Why Popcorn Pops

popcornToday I found out why popcorn pops.

First a little background, Popcorn or “zea mays everta” is a special kind of Flint corn, also known as “Indian corn” and sometimes “Calico corn”.  Flint corn is readily recognizable as the kernels have a hard outer shell, likened to flint, hence the name.  This hard outer shell is essential in making popcorn kernels pop.  In fact, popcorn is the only type of corn that will pop.
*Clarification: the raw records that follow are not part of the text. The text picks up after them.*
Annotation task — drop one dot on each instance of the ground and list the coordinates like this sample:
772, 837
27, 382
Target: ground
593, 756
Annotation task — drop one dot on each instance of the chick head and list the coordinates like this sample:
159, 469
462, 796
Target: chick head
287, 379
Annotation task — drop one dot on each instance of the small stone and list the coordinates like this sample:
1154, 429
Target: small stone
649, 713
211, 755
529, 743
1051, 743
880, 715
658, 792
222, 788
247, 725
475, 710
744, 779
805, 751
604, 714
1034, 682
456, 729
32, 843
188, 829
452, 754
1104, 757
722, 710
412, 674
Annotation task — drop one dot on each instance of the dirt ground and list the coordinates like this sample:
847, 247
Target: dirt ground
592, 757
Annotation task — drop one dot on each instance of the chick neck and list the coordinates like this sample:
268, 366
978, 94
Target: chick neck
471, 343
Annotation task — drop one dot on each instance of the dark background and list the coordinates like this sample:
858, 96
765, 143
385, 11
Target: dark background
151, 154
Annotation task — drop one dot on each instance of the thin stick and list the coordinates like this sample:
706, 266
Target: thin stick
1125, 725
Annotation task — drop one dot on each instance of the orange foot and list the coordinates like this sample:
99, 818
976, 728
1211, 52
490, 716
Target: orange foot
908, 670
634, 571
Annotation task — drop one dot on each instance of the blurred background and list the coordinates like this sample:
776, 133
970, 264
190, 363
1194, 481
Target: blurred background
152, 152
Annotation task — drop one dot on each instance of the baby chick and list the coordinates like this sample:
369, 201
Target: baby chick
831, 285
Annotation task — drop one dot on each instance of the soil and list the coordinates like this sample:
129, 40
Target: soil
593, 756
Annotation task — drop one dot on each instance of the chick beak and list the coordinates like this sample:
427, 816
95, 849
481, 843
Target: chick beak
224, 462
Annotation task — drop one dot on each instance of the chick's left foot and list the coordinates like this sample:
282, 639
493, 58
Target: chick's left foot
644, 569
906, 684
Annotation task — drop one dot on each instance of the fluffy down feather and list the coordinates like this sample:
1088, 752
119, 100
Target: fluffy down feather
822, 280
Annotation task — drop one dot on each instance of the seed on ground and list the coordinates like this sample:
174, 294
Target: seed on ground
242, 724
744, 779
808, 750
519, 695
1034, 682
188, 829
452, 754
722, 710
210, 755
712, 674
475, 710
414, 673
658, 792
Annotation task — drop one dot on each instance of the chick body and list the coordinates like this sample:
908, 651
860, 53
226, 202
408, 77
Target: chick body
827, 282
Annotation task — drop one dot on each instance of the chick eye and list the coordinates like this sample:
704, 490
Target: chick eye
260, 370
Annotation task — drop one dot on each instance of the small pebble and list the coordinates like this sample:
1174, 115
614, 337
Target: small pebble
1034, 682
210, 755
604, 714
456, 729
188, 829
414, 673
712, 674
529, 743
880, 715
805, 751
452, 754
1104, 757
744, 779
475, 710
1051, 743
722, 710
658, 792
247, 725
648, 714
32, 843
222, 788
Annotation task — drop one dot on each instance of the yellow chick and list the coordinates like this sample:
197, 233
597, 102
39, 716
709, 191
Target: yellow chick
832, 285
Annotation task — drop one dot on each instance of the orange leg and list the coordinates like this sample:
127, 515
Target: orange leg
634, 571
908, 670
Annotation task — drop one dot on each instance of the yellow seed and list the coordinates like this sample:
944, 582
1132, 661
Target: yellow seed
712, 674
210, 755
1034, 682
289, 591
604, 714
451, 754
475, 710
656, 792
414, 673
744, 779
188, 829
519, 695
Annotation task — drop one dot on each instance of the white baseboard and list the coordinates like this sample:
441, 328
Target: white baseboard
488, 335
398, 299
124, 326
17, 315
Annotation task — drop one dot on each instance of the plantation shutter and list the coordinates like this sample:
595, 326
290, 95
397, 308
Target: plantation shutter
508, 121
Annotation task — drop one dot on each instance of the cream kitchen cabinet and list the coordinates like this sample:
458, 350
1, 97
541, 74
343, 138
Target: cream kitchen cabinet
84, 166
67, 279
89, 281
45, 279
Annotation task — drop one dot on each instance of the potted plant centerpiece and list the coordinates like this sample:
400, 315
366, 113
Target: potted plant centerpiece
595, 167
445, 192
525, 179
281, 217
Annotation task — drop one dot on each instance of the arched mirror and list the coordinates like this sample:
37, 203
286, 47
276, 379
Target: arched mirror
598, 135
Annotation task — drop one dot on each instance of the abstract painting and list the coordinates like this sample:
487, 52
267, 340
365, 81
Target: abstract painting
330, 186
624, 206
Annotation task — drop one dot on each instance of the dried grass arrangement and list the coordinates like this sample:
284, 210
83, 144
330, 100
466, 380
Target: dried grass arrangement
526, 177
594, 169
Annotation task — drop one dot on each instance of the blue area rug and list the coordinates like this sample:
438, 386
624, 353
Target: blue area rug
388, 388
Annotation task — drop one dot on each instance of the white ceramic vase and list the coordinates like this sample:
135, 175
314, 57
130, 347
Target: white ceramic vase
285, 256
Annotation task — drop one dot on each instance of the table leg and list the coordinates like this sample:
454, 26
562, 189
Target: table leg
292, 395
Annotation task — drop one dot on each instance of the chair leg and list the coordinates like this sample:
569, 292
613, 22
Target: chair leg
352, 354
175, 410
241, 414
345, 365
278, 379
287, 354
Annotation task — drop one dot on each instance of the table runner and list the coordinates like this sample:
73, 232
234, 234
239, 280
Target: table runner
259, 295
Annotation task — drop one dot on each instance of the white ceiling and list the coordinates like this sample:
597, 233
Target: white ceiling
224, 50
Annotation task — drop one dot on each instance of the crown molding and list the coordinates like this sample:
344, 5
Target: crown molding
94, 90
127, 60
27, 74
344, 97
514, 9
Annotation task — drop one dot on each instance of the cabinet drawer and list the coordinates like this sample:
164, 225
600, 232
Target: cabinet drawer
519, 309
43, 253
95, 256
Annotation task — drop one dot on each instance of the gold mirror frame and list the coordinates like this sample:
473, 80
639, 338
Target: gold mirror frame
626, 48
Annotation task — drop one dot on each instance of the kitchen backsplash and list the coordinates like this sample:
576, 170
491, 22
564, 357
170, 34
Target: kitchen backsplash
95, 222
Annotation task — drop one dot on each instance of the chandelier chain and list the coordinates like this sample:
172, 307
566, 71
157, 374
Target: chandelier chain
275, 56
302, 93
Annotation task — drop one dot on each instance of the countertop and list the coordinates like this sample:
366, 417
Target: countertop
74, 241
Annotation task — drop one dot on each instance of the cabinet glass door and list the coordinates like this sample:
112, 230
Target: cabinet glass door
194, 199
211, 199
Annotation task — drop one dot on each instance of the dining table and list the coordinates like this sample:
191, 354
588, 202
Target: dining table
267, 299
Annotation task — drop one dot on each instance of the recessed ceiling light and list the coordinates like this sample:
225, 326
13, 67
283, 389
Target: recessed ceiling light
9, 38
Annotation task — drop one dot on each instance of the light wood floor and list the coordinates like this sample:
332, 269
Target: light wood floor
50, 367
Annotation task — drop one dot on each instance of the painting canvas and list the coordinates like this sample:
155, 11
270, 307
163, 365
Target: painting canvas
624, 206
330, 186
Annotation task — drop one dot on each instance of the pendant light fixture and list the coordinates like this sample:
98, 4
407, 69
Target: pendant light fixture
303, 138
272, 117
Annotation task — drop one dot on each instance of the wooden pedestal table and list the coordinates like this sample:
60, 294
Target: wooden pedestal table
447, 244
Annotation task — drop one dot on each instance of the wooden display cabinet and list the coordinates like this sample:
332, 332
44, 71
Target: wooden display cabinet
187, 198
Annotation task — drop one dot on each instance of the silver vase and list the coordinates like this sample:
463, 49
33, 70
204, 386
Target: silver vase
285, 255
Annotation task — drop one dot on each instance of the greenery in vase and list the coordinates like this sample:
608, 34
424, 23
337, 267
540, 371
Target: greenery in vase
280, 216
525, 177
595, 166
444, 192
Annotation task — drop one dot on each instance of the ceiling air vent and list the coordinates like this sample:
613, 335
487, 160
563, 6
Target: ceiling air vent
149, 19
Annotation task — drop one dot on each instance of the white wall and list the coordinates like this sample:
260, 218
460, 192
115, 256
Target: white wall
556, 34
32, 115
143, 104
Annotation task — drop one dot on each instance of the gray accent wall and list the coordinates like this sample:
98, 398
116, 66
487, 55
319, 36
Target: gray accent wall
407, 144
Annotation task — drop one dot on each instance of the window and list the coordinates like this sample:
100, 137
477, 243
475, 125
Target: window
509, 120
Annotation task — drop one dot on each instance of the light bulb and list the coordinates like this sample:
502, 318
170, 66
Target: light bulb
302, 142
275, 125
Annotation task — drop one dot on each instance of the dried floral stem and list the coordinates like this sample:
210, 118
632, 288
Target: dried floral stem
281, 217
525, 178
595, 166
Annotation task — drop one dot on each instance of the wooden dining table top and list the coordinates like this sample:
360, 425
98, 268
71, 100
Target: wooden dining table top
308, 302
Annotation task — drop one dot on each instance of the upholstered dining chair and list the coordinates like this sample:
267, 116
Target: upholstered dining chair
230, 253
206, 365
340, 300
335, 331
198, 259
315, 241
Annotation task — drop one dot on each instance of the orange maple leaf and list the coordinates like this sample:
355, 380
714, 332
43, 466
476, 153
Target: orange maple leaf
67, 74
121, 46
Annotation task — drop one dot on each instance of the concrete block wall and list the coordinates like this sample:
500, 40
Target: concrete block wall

So why does popcorn pop?  There are three main elements of popcorn that have to come together to produce popcorn kernels that are good for popping.  Those three elements are: the percentage of water content; hard, undamaged, water impermeable shell; and a starchy center.

When the kernels are heated up, the water inside begins to steam.  Assuming the water impermeable shell doesn’t have any cracks in it to let the steam escape, this creates a simple little steam/pressure cooker.  The starch inside the kernel then turns into a kind of gel-like substance as a result of this.  Eventually, the pressure of the steam gets so great that the hard shell bursts, typically around 135 psi.  When this happens, the steam rapidly expands, which results in the gel expanding out and hardening into airy foam.  What’s going on here is that as the gelatinized starch expands, it forms thin airy bubbled jelly.  These jelly bubbles will fuse together and then solidify very quickly as they are exposed to air and cool off.  The cooling sets the starch and protein polymers into the white puffy flakes.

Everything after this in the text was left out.